Carlo Verdone è un noto dentista in crisi depressiva, soprattutto per ragioni sentimentali, partito per un convegno a San Pietroburgo. Questo è il secondo episodio di Italians, il nuovo film di Giovanni Veronesi. La prima storia è interpreta da Sergio Castellitto e Riccardo Scamarcio trasportatori di Ferrari, dalla dubbia provenienza, tra Marocco ed Emirati Arabi. Le due storie sono completamente autonome ma legate insieme, spiega il regista: "dal modo in cui vedo come si comportano i nostri connazionali all'estero". Italians sarà nei cinema il 23 gennaio distribuito dalla Filmauro con 700 copie. Ne abbiamo parlato con Carlo Verdone.

 

Terza volta con Giovanni Veronesi e prima volta in Russia, precisamente a San Pietroburgo. Com'è andata?

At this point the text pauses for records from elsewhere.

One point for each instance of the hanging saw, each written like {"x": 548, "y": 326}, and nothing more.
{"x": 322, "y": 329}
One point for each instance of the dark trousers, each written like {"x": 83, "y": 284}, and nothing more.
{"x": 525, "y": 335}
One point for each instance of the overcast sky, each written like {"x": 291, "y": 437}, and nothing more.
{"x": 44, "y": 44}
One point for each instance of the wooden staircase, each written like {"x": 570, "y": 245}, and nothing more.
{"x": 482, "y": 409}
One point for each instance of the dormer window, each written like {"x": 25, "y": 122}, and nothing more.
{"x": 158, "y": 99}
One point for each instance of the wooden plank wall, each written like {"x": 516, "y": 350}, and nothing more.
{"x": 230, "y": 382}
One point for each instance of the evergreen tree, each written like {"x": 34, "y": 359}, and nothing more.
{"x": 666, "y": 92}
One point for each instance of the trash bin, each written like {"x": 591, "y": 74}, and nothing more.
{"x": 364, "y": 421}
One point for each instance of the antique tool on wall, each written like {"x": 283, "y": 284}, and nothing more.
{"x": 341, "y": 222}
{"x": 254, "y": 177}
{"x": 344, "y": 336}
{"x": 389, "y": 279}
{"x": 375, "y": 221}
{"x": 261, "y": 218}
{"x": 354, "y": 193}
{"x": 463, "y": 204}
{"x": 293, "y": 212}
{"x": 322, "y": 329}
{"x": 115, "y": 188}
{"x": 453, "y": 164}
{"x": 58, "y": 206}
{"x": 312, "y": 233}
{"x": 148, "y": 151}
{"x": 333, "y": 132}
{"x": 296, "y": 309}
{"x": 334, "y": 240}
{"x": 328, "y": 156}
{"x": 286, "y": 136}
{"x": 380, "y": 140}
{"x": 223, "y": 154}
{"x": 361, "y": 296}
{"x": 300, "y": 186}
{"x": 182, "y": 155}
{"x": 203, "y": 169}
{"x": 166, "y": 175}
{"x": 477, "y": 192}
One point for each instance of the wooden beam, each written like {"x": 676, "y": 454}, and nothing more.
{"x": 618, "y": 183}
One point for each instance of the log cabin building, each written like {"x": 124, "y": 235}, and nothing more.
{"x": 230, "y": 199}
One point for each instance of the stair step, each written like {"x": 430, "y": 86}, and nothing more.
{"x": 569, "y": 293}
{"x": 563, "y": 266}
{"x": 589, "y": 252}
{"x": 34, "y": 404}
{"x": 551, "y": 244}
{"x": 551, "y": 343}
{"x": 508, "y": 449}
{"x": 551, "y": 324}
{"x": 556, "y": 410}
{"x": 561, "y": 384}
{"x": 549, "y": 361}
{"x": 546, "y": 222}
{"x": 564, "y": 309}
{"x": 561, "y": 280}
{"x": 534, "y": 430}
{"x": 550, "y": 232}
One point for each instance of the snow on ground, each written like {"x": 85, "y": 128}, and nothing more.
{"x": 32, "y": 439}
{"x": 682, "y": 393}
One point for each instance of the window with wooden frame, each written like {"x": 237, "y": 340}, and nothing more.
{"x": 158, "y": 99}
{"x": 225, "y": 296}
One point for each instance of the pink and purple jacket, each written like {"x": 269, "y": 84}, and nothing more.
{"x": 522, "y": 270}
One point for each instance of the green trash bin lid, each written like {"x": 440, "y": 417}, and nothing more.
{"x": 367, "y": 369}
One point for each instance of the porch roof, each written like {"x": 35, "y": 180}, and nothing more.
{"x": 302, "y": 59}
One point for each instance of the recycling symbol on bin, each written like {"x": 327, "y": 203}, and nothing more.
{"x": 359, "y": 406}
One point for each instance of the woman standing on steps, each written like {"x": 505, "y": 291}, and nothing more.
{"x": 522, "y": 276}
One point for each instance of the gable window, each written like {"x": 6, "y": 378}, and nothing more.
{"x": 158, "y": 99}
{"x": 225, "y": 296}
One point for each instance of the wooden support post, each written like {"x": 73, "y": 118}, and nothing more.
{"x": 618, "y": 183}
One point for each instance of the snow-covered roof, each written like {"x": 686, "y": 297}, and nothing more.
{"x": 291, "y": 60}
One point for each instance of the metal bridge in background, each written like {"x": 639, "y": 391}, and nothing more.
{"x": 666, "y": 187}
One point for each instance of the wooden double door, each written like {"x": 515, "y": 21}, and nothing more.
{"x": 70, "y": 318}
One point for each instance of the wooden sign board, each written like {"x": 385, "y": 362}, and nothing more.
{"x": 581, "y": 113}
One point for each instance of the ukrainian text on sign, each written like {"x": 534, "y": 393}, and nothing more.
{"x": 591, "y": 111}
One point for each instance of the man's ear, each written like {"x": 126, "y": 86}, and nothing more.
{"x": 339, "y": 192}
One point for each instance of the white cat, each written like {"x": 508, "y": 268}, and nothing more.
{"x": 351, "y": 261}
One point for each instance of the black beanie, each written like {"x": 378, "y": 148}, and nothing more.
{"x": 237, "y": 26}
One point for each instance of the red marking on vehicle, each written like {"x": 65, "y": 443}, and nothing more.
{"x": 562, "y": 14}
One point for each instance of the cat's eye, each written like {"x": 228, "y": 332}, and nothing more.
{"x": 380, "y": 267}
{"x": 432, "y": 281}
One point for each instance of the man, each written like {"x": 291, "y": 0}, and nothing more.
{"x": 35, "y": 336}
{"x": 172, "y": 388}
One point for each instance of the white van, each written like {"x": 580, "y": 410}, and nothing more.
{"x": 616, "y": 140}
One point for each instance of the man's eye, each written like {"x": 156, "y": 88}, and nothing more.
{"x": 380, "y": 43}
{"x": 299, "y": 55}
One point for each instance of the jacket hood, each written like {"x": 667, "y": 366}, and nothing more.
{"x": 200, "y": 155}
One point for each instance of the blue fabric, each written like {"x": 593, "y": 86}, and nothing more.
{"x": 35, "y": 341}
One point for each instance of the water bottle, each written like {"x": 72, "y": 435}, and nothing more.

Direi che è andata molto bene e lo dico nel senso che non era un episodio francamente molto semplice. La storia non è per niente complessa però necessitava di una mutazione di stati d'animo con la coscienza di avere due anime nel film. Uno stato d'animo che andava incontro a delle situazioni comiche e di imbarazzo e un'altra che metteva in evidenza la parte più fragile ma anche la più bella e la più pura di questo personaggio. Il mio dentista non è soltanto uno in cerca di avventure per superare la sua depressione, come può sembrare in un primo momento. E' molto di più. E questo lato emerge quando incontra una interprete russa, una donna particolare, che lavora anche all'interno di una casa famiglia con ragazzi e bambini orfani. Questa liaison farà emergere la parte migliore di lui. Una parte che era rimasta sepolta e inaridita per troppo tempo. Quindi è un episodio che ha una parte decisamente molto divertente e un'altra molto poetica. E la difficoltà dov'era? Era nel trovare una giusta misura per potere affrontare queste due parti facendole scivolare una verso l'altra. Serviva molta concentrazione, però, penso di avere dato il massimo e di avere fatto una buona performance.